You lovely, kind people. The things you said in your comments on that last post. Well, words can’t explain how much those things mean to me.
And to my Facebook friends: the ones who always comment on my posts (Frank I’m talking to you), the ones who send me private messages to let me know that something I wrote struck a chord or just that they liked it, and the ones I see in real life in the halls at work who stop to tell me they read one of my posts; to all of you, thank you. Thank you!
You should know I take none of it lightly.
I was feeling good about this and about life in general despite the fact that we seem to have entered phase two of winter around here, the opposite of Indian summer, when I realized I forgot to tell you that in a few short days, Shaune will once again be a homemaker. Then I realized that I forgot to tell you that he got another temporary teaching job in the first place. The technical term for which is long term occasional or LTO if you’re in the business.
Yup, lucky for us, once again someone needed surgery.
Last year he replaced a teacher who was having his elbow operated on. It gave him six months of work. Yay bum elbow! And then this past September he got a call to step in because another teacher needed his shoulder fixed. Greedily, my first thought was, that other shoulder isn't going to fix itself.
Maybe you’re thinking we should be taking a long hard look at the obvious. Elbow replaced? Shoulder surgery? What kind of work has Shaune gotten himself into? Will he one day come home and tell me they need to operate on his thumbs? Replace his forearm? We have thought of that and it’s hard to say for sure so we’ll cross that bridge when we come to it. Besides, on most days I remember to tell him to be careful.
But it is hopeful that in the two years since graduating from teacher’s college, an industry everyone thought he was crazy to get into because of all the budget cuts our province has been making, he’s worked steadily at least half of each year.
He’s developed really good relationships with two principals and many, many teachers. Just last night a group of lady hospitality teachers took him out for dinner to celebrate the end of his LTO and to let him know how sad they were that he was leaving. They’d all told him on different occasions how much they liked working with him. A few said they appreciated that he always came over to their classrooms to say hi or discuss a lesson plan.
He was hesitant at first about going, just him and five ladies, some who are close enough in age to be his mother, but in the end he went and I think, had a good time. I heard him come in around ten so it couldn’t have been all talk about grandkids and gardening. Although, if they had discussed gardening for any length of time, they would have had his undivided attention.
He’s a food nerd on all levels.
Now he’ll go back on the supply list; take substitute teaching gigs whenever he gets calls. But more importantly I’ll have gained a Nanny. A handy, handsome nanny who does windows!
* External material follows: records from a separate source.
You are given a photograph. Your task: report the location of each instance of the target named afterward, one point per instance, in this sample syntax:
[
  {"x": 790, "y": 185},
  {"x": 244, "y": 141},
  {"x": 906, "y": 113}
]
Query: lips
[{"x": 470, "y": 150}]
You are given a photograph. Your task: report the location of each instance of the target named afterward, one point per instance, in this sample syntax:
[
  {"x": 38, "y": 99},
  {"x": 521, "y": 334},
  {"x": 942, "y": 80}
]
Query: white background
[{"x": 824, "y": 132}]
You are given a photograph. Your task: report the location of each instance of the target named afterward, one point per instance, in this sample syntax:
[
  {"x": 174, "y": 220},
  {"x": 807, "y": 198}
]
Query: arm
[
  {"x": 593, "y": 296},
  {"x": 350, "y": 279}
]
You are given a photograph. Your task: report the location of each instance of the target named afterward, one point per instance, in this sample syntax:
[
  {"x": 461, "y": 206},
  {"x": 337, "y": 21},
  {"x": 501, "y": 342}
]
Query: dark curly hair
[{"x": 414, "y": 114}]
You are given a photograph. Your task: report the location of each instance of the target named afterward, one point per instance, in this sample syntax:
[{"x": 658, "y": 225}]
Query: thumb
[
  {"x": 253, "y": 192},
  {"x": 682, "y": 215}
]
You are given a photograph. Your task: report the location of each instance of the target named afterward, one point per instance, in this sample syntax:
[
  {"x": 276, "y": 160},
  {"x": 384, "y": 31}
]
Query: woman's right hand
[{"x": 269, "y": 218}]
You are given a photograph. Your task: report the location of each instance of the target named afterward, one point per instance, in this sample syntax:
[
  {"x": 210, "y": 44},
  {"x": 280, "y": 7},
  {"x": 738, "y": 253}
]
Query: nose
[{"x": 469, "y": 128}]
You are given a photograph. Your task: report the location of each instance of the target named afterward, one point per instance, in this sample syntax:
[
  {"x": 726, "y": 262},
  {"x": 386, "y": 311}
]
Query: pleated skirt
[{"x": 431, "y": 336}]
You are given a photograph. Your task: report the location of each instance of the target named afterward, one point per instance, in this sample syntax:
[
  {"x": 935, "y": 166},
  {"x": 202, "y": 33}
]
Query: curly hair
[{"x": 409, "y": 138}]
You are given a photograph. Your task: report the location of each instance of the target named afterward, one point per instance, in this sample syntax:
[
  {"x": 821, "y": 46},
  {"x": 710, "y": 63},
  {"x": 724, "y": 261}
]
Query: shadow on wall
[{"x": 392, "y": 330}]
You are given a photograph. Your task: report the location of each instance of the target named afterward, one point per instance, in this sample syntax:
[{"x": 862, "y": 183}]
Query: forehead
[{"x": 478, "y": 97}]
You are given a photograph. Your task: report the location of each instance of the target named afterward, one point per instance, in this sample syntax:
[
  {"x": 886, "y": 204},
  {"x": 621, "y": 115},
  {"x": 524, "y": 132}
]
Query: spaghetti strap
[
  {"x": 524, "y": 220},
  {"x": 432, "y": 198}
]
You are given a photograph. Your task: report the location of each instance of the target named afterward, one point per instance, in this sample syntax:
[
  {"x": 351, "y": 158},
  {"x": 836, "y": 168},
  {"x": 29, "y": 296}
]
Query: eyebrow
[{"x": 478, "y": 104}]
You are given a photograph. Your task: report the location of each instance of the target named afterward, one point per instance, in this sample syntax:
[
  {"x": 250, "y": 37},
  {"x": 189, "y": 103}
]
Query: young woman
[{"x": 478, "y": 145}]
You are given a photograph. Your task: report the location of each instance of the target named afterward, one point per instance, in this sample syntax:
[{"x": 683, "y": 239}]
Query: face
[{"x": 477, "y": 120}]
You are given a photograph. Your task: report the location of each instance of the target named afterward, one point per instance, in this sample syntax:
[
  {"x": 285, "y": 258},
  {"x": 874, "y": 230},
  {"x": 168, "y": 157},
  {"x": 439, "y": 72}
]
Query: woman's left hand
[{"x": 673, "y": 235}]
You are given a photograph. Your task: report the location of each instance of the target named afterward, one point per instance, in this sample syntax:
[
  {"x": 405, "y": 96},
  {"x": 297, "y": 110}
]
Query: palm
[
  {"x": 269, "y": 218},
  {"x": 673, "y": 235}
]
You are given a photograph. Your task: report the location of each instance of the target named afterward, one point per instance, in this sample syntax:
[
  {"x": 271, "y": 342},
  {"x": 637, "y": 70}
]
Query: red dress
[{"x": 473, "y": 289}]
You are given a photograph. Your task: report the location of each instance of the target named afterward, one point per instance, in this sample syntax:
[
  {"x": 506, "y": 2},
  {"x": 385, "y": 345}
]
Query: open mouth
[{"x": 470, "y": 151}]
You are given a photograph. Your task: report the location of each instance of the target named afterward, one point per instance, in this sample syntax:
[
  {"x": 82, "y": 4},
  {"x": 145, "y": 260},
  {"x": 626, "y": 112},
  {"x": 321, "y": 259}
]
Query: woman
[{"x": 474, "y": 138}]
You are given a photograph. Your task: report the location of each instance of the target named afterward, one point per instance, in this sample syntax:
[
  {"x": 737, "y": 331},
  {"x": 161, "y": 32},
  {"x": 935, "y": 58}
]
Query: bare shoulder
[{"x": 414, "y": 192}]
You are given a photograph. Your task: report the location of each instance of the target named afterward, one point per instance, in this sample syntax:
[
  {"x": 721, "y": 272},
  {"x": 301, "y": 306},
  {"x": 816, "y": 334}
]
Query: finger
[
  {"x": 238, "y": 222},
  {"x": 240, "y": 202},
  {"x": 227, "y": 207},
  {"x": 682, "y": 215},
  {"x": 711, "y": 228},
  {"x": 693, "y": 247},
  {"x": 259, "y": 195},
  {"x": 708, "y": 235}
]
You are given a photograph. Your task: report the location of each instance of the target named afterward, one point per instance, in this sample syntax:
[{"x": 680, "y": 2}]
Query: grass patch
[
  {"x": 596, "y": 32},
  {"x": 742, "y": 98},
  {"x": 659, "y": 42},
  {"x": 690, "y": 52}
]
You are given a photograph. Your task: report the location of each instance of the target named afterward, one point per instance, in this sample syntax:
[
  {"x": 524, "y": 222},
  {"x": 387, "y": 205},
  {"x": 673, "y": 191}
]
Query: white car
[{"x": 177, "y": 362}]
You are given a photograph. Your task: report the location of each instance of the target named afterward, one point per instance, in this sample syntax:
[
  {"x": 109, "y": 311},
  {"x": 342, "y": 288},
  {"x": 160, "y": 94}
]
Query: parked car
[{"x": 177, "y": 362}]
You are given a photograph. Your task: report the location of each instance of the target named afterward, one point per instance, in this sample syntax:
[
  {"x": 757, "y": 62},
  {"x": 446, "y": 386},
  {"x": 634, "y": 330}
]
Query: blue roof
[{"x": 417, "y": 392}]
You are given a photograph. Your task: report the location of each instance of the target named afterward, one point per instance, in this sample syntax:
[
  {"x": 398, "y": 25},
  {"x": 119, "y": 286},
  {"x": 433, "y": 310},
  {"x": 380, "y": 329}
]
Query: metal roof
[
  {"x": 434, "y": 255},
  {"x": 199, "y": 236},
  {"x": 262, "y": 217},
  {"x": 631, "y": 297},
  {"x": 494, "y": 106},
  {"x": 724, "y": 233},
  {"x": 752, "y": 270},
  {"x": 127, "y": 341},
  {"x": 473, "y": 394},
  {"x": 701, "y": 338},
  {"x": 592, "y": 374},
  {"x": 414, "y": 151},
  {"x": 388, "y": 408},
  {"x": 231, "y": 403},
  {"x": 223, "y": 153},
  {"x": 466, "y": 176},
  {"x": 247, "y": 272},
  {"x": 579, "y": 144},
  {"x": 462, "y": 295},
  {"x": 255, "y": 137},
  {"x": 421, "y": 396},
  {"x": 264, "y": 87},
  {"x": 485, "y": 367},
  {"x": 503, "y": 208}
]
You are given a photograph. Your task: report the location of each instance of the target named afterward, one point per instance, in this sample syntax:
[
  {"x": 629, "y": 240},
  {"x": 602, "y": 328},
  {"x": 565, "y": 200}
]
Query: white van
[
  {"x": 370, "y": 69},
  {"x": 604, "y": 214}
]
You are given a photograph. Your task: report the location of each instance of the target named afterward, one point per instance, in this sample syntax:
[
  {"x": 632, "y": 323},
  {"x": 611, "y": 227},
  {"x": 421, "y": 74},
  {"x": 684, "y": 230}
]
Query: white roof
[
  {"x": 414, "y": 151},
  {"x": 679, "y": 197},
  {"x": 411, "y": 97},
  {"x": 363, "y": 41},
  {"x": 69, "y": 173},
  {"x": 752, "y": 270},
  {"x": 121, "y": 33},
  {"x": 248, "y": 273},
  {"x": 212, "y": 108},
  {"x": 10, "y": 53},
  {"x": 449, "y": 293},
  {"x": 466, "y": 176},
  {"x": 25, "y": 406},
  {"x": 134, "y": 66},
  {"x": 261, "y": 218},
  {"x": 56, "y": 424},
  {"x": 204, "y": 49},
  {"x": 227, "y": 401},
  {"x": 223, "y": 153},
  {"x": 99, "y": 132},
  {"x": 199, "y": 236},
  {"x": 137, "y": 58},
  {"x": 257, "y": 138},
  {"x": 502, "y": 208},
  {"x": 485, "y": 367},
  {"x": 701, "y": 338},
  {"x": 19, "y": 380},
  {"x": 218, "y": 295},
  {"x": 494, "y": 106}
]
Oh sweet, sweet unemployment. If last year is any indication, he’ll take the kids to their respective places. Every morning (!)
He’ll pick them up.
Every afternoon (!)
He’ll have the house clean and dinner ready.
Every day (!!)
And if that isn’t enough to make me want to increase my pay scale to make this situation permanent, he’ll tackle another big project in the realm of home improvement. I’ve thought it through and already have come up with an itemized list in descending order of importance. It’s been just short of impossible to not fantasize about coming home to brand new curb appeal. I stay up late imagining the possibilities for the upstairs bathroom.
Obviously, and not to mention ideally, we need him to be gainfully employed. I mean it isn’t right that I’m over the moon at the thought of him being available should the school or daycare call because one of the kids is sick. Or that I'm practically giddy because now I could seriously consider doing one of the morning classes at the gym. It's not right.